Gated-GPS: enhancing protein-protein interaction site prediction with scalable learning and imbalance-aware optimization.
Journal:
Briefings in bioinformatics
Published Date:
May 1, 2025
Abstract
In protein-protein interaction site (PPIS) prediction, existing machine learning models struggle with small datasets, limiting their predictive accuracy for unseen proteins. Additionally, class imbalance in protein complexes, where binding residues constitute a small fraction of all residues, hinders model performance. To address these challenges, we constructed a training dataset 9$\times $ larger than previous benchmarks by filtering the latest protein-protein complex data, improving diversity and generalization. We propose Gated-GPS, a Graph Transformer model with a novel gating mechanism designed to effectively leverage this expanded dataset. Additionally, we integrate cross-entropy loss with Tversky Loss to adjust sensitivity to positive and negative samples, mitigating class imbalance by emphasizing underrepresented binding residues. Experimental results show that Gated-GPS outperforms state-of-the-art (SOTA) models across four test sets.
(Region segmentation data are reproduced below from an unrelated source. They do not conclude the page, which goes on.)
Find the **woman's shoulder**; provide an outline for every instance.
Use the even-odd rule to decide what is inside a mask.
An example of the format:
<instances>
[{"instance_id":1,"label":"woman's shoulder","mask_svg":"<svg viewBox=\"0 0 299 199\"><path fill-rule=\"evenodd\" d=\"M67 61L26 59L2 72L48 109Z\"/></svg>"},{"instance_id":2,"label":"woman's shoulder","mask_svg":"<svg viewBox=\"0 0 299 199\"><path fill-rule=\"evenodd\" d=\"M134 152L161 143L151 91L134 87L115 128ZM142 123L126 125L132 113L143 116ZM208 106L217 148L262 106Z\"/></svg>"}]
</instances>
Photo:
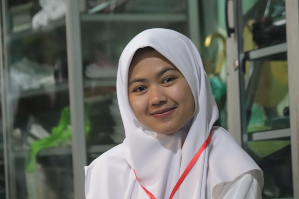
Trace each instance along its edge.
<instances>
[{"instance_id":1,"label":"woman's shoulder","mask_svg":"<svg viewBox=\"0 0 299 199\"><path fill-rule=\"evenodd\" d=\"M123 144L119 144L106 151L85 167L89 170L97 169L102 171L105 168L114 168L116 165L126 163L123 153ZM119 168L119 167L116 167Z\"/></svg>"},{"instance_id":2,"label":"woman's shoulder","mask_svg":"<svg viewBox=\"0 0 299 199\"><path fill-rule=\"evenodd\" d=\"M222 178L230 181L250 172L262 187L263 172L252 158L225 129L216 127L212 130L208 152L209 169L214 181L213 185L223 182Z\"/></svg>"},{"instance_id":3,"label":"woman's shoulder","mask_svg":"<svg viewBox=\"0 0 299 199\"><path fill-rule=\"evenodd\" d=\"M112 185L125 190L126 183L128 180L130 168L124 156L122 144L104 153L84 169L86 198L123 198L121 195L123 192L110 193L113 189ZM107 196L116 195L117 197Z\"/></svg>"}]
</instances>

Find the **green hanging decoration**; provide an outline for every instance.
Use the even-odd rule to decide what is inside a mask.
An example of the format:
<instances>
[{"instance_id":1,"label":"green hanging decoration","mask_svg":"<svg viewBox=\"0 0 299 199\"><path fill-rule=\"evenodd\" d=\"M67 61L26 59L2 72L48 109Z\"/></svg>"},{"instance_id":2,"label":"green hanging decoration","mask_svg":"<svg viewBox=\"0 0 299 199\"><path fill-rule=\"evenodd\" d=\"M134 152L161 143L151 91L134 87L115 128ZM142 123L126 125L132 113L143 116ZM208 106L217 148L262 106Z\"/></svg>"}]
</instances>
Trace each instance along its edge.
<instances>
[{"instance_id":1,"label":"green hanging decoration","mask_svg":"<svg viewBox=\"0 0 299 199\"><path fill-rule=\"evenodd\" d=\"M85 130L88 137L91 128L91 123L88 117L89 106L84 106ZM71 139L72 129L71 124L71 111L69 107L65 107L61 111L61 117L58 125L52 128L52 134L48 137L36 140L30 145L25 157L26 171L32 172L35 170L36 156L42 149L56 146Z\"/></svg>"}]
</instances>

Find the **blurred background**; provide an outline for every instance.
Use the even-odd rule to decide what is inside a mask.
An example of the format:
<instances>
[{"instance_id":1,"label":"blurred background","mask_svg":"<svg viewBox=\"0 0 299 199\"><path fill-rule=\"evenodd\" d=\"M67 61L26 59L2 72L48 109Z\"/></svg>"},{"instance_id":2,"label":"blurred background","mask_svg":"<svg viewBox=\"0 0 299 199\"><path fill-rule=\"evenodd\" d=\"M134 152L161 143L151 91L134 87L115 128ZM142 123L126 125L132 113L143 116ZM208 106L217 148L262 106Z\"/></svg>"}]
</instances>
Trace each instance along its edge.
<instances>
[{"instance_id":1,"label":"blurred background","mask_svg":"<svg viewBox=\"0 0 299 199\"><path fill-rule=\"evenodd\" d=\"M84 198L83 166L125 137L120 53L155 27L197 48L219 109L215 125L263 170L263 198L299 199L298 4L2 0L0 199Z\"/></svg>"}]
</instances>

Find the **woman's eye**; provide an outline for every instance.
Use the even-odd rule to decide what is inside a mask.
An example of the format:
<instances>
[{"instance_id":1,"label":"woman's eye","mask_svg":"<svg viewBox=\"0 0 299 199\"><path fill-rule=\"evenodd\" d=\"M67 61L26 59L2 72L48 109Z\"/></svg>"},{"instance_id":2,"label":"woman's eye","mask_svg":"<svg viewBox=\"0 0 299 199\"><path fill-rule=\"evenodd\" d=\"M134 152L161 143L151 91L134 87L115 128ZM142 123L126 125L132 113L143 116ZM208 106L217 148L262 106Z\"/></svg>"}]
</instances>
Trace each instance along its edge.
<instances>
[{"instance_id":1,"label":"woman's eye","mask_svg":"<svg viewBox=\"0 0 299 199\"><path fill-rule=\"evenodd\" d=\"M174 77L168 77L165 79L163 81L163 83L167 83L173 81L175 78Z\"/></svg>"},{"instance_id":2,"label":"woman's eye","mask_svg":"<svg viewBox=\"0 0 299 199\"><path fill-rule=\"evenodd\" d=\"M134 90L134 92L141 92L147 89L145 87L140 86L137 87Z\"/></svg>"}]
</instances>

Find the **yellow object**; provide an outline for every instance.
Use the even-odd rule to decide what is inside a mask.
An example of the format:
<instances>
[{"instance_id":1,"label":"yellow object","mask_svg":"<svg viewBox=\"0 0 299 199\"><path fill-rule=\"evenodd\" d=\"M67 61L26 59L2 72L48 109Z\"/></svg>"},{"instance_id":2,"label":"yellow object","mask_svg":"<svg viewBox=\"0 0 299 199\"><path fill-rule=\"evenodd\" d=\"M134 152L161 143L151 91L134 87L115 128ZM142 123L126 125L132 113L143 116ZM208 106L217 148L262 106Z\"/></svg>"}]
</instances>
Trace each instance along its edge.
<instances>
[{"instance_id":1,"label":"yellow object","mask_svg":"<svg viewBox=\"0 0 299 199\"><path fill-rule=\"evenodd\" d=\"M221 66L222 66L222 62L223 62L223 58L224 56L225 55L226 50L226 47L225 44L225 38L224 36L221 34L216 33L210 34L208 36L207 38L206 38L205 41L205 46L206 47L210 46L211 44L211 42L212 39L215 37L218 37L221 39L222 42L223 44L223 48L222 49L222 51L221 53L220 54L218 60L217 61L217 64L216 65L216 68L215 68L215 75L217 75L220 73L220 71L221 69Z\"/></svg>"}]
</instances>

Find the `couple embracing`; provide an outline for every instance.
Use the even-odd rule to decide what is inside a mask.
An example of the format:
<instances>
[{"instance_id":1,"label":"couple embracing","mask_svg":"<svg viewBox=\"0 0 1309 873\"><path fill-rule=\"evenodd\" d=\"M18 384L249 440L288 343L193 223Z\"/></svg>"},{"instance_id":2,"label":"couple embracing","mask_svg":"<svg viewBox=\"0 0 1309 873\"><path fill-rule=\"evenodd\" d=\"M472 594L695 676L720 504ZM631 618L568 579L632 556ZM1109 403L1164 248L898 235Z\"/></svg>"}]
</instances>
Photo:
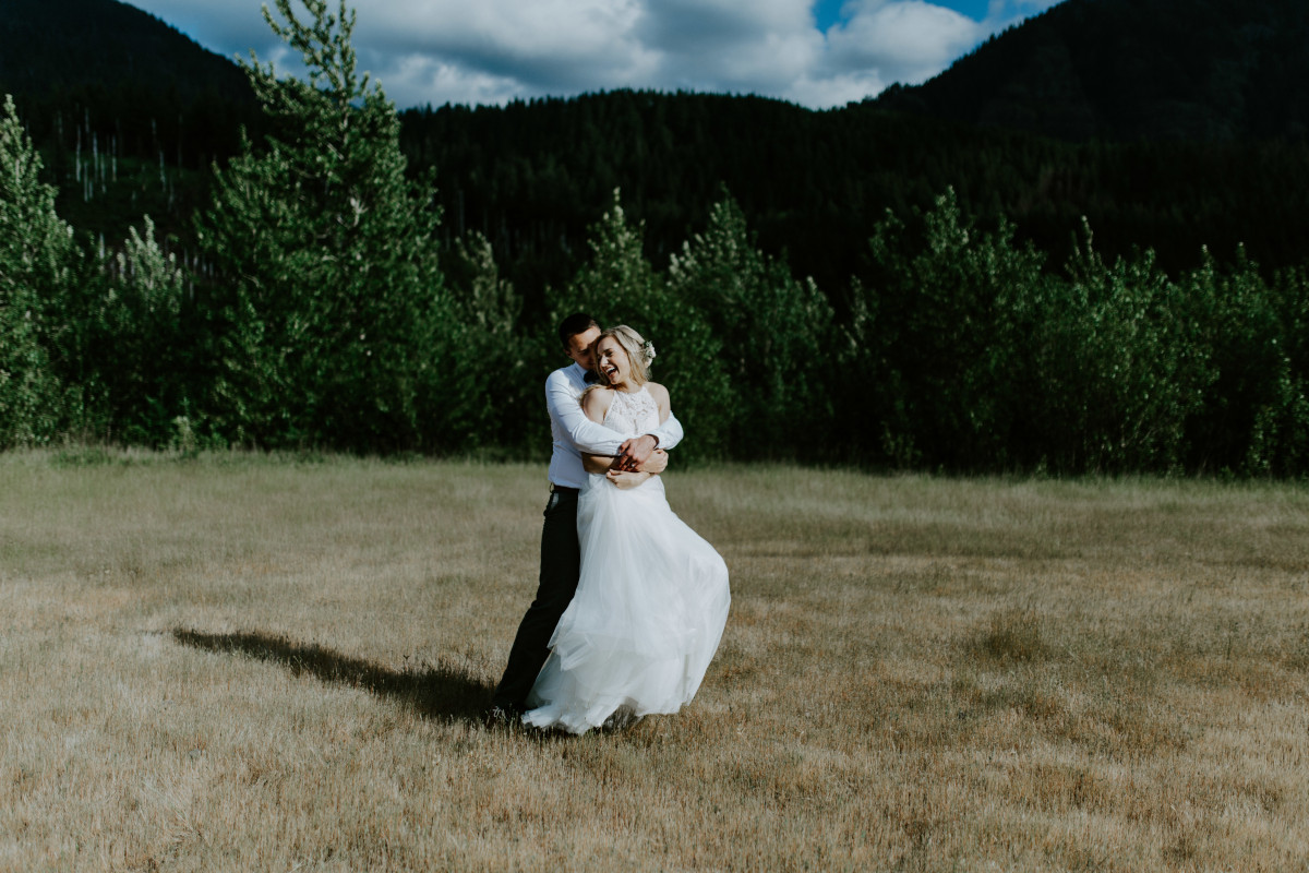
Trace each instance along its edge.
<instances>
[{"instance_id":1,"label":"couple embracing","mask_svg":"<svg viewBox=\"0 0 1309 873\"><path fill-rule=\"evenodd\" d=\"M585 733L677 712L726 624L723 558L668 505L682 440L653 347L585 313L559 326L573 364L546 380L554 433L537 598L518 626L492 720Z\"/></svg>"}]
</instances>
Notably, on the UBTest dataset, designed to evaluate generalization on unbounded proteins, our method improves MCC and AUPRC by 18.5% and 21.4%, respectively, over the previous SOTA. In a case study of snake venom toxin-protein interactions, our model accurately identified interaction sites, demonstrating its potential for therapeutic design and advancing the understanding of complex protein interactions.